Among the many things I did for cash when I was younger, I used to trim and fell trees.
I am one of those wierd people who actually reads contracts before he signs them and reads instruction manuals before operating the new equipment they come with.
When I first started trimming trees and purchased tools of the trade, I read extensively about chain saw use, not only the included owners manuals, but whatever I could find on the subject. One of the most important things I found, which saved me considerable time and effort using a chain saw was how to sharpen the chain saw blades.
Most people know how to sharpen the blades or they send them out to be sharpened. What most novices do not know is the setting of the bumpers in front of the teeth they sharpen. The bumpers are those little rounded humps in front of each tooth that keep the blade from taking too deep a cut and stalling the motor. Bumpers also help reduce kickback of the chain saw. If you set the bumpers too low, you may end up taking a deeper cut per tooth than you or the saw can handle. If you set the bumper too high, you end up making sawdust and exerting extra effort by trying to force the chain saw to cut faster.
You can buy bumper adjusting guides that come with different height setters at most places that sell chain saws, but they are not a common item at hardware stores. For the 16" 33cc Homelite Supereze chain saw I own, I use the .025 bumper height. The height depends on the saws power and your physical abilities. I buy three sets of chains (Per recommendations of the literature I read.) and use them until the teeth are worn down too far to sharpen anymore. I then throw away the chains AND the drive sprocket that propelled them and buy a new drive sprocket and three new chains. If you sharpen the chain teeth correctly and set the height of the bumpers according to saws power and your ability to control the saws bite, the weight of the saw practically cuts through the wood by itself and the result are curls of wood chips coming off the cut. When the chips start looking like sawdust, change blades or resharpen and reset bumpers, and go back to cutting again.
The manually operated chain saw is human powered, so you would want to set a much shallower cut height for the bumper than you would with a power saw. Measure the original height when you buy the chain, and if it feels good when using it, maintain that height. If you have difficulty cutting with it, you can make the bite of each tooth shallower by sharpening the blade and leaving the bumper alone. It is highly unlikely that the average person among us will ever put a lot of wear on a manual chain saw, but it is still nice to know how to sharpen them.

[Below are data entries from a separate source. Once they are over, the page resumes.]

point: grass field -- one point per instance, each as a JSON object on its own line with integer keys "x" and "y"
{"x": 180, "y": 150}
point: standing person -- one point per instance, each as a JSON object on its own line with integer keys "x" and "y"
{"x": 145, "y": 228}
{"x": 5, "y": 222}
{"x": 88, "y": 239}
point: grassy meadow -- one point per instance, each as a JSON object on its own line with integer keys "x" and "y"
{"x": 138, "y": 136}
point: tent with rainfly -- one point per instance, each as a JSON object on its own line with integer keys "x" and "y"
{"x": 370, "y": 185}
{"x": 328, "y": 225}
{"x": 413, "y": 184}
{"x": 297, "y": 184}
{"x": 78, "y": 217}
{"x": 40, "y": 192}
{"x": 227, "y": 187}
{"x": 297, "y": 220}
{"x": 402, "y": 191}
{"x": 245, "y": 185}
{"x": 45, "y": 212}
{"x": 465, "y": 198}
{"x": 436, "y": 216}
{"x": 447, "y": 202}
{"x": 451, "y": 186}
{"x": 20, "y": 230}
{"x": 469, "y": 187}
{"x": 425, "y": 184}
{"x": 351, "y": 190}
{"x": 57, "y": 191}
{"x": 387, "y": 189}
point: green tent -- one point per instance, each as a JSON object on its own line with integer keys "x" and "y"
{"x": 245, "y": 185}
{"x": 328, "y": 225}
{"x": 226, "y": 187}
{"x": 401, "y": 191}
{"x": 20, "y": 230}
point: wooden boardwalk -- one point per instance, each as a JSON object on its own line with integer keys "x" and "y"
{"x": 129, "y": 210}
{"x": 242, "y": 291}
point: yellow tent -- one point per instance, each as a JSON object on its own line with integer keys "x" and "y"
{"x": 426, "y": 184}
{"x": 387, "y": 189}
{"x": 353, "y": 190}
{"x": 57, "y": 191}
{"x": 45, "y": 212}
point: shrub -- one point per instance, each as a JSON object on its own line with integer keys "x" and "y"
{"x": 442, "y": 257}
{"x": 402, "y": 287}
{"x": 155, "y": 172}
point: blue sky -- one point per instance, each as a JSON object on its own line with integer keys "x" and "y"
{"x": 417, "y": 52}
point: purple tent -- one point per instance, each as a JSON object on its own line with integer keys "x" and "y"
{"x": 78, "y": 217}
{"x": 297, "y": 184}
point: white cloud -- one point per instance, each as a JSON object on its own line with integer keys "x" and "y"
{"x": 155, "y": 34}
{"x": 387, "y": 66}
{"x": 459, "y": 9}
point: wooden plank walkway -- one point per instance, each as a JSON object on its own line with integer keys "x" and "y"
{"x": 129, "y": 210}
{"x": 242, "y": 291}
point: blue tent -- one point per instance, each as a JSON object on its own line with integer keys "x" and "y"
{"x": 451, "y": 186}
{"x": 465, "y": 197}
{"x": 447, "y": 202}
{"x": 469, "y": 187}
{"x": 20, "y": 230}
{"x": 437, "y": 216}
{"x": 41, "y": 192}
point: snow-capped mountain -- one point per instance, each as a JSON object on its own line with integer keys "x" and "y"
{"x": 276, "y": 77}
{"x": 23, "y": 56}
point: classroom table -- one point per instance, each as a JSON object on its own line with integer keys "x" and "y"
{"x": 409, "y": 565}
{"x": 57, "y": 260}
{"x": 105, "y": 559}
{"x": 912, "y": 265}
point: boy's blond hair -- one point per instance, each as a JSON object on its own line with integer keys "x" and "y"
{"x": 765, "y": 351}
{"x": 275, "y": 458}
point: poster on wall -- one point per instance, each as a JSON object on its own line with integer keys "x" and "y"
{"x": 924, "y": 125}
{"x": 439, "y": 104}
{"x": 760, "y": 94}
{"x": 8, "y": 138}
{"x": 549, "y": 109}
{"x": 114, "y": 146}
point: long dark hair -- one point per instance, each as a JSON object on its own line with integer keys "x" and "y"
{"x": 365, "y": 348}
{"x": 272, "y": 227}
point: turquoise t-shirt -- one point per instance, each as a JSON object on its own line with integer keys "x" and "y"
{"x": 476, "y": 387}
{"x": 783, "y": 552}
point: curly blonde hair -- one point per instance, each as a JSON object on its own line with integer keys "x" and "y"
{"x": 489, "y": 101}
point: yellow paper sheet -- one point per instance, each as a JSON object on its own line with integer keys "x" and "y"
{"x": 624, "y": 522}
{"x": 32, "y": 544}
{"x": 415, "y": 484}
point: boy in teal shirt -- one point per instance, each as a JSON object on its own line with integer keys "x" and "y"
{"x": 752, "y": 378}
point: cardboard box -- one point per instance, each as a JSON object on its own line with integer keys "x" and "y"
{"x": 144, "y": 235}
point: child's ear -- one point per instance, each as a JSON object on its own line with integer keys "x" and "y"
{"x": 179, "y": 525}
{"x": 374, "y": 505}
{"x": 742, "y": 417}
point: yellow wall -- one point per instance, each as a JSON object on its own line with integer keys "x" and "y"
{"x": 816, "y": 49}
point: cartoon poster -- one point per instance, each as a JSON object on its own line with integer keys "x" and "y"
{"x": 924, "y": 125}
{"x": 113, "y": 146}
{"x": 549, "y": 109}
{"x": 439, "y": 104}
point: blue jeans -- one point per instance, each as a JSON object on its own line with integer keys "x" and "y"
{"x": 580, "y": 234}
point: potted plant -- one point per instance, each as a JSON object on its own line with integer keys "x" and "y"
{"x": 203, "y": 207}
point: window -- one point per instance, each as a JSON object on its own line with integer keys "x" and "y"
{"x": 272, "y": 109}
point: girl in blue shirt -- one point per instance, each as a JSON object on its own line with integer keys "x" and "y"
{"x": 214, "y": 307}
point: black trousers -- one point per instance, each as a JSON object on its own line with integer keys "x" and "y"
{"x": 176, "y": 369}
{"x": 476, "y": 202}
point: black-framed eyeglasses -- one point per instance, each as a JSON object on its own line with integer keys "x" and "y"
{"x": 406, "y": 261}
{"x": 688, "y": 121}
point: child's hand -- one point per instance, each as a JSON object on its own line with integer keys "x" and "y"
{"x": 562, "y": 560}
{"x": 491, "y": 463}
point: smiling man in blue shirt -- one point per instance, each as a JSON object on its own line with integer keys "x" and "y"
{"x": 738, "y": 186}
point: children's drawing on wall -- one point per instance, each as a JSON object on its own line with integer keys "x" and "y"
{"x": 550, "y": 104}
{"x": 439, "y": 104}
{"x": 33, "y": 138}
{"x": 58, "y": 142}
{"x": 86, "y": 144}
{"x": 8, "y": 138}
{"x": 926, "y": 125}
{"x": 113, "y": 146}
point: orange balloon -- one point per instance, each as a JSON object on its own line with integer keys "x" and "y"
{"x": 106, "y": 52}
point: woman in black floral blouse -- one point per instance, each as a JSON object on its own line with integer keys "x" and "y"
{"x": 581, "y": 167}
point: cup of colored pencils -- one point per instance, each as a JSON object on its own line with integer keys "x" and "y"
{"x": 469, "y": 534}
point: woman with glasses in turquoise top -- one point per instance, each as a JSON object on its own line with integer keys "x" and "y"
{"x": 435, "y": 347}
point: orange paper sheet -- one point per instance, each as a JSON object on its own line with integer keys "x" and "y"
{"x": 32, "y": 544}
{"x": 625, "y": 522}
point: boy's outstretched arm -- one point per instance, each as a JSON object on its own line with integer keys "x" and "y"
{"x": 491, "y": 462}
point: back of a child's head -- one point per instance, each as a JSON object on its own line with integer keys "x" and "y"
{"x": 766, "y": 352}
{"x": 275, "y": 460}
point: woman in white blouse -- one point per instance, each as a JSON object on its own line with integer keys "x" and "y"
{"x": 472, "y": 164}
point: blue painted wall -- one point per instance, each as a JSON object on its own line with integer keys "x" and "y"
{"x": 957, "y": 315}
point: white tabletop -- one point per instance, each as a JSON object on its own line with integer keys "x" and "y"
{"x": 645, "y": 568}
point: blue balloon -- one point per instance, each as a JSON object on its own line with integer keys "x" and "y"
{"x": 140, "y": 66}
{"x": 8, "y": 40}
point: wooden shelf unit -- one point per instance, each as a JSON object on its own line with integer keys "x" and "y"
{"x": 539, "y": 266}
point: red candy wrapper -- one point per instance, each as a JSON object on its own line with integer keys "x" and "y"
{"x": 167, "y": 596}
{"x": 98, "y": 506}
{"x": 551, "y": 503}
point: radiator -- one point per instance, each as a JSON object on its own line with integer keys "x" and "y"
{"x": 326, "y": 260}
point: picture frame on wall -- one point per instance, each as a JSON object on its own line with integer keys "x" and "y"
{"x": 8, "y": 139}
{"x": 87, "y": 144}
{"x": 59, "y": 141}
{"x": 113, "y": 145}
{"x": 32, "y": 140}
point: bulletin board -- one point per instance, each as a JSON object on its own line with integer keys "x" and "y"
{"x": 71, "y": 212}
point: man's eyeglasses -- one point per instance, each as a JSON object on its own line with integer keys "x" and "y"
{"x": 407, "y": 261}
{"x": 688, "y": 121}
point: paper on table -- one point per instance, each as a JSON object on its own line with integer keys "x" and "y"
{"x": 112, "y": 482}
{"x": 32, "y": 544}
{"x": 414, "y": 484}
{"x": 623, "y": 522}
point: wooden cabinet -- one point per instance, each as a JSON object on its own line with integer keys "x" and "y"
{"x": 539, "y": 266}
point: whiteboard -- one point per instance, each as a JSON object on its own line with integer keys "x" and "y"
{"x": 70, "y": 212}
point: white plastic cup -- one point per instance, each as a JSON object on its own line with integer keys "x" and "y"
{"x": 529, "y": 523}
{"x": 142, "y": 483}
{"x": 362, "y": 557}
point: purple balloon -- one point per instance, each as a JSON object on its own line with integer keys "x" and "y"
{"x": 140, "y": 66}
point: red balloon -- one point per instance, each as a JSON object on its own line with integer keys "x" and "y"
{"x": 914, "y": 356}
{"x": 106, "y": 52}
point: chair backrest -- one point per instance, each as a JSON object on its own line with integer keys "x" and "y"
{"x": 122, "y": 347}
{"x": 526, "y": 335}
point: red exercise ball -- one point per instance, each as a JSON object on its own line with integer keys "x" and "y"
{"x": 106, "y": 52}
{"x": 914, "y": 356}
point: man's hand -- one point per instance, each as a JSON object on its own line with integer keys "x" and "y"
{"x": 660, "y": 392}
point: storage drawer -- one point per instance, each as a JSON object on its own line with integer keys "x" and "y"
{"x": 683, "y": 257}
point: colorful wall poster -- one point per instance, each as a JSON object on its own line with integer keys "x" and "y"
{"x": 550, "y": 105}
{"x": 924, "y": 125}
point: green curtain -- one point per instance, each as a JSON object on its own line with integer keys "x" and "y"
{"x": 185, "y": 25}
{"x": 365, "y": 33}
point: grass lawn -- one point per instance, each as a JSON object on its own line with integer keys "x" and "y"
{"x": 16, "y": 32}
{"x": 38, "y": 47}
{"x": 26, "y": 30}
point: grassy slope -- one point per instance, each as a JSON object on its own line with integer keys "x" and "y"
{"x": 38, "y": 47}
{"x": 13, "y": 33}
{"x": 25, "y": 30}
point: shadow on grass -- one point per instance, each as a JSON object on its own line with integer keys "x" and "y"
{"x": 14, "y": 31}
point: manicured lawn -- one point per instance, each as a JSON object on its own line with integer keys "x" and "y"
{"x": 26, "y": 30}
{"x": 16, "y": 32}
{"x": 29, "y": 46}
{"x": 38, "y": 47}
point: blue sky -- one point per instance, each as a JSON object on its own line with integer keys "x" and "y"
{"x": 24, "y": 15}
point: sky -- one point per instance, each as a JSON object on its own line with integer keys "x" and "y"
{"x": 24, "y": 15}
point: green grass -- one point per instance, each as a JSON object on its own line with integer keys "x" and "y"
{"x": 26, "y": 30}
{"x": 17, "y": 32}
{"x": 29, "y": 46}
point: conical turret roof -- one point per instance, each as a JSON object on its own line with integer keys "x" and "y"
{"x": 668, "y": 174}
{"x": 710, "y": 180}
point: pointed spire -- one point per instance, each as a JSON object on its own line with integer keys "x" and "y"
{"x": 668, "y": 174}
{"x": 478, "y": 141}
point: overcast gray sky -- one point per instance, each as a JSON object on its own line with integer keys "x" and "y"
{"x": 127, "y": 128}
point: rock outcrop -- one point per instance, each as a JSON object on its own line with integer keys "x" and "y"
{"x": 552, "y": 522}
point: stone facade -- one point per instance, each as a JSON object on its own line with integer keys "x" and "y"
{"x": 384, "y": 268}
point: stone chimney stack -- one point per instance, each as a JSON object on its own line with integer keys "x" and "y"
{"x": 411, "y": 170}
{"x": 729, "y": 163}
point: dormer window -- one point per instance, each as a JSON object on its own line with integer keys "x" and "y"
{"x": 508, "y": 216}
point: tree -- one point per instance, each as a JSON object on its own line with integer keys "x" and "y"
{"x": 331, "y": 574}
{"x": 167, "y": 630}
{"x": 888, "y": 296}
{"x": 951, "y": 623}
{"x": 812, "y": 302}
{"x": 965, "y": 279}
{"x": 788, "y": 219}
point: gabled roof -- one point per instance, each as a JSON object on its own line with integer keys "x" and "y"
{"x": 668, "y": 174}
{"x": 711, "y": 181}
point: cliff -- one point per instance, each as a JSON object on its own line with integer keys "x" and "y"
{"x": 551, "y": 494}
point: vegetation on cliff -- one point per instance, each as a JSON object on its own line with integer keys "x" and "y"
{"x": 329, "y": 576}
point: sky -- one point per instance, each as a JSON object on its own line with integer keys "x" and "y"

SAFETY CHAIN for power chain saws. I don't like them and I won't buy them. They have a longer bumper on them with a shallower cut and they are a pain in the butt to reset the bumper after sharpening. I buy the professional style chain in as thin a blade as I can get. The thin blades wear out faster from resharpening and resetting, but they slice through wood like crazy, and my time is worth more per hour than the cost of replacing blades and blade sprockets.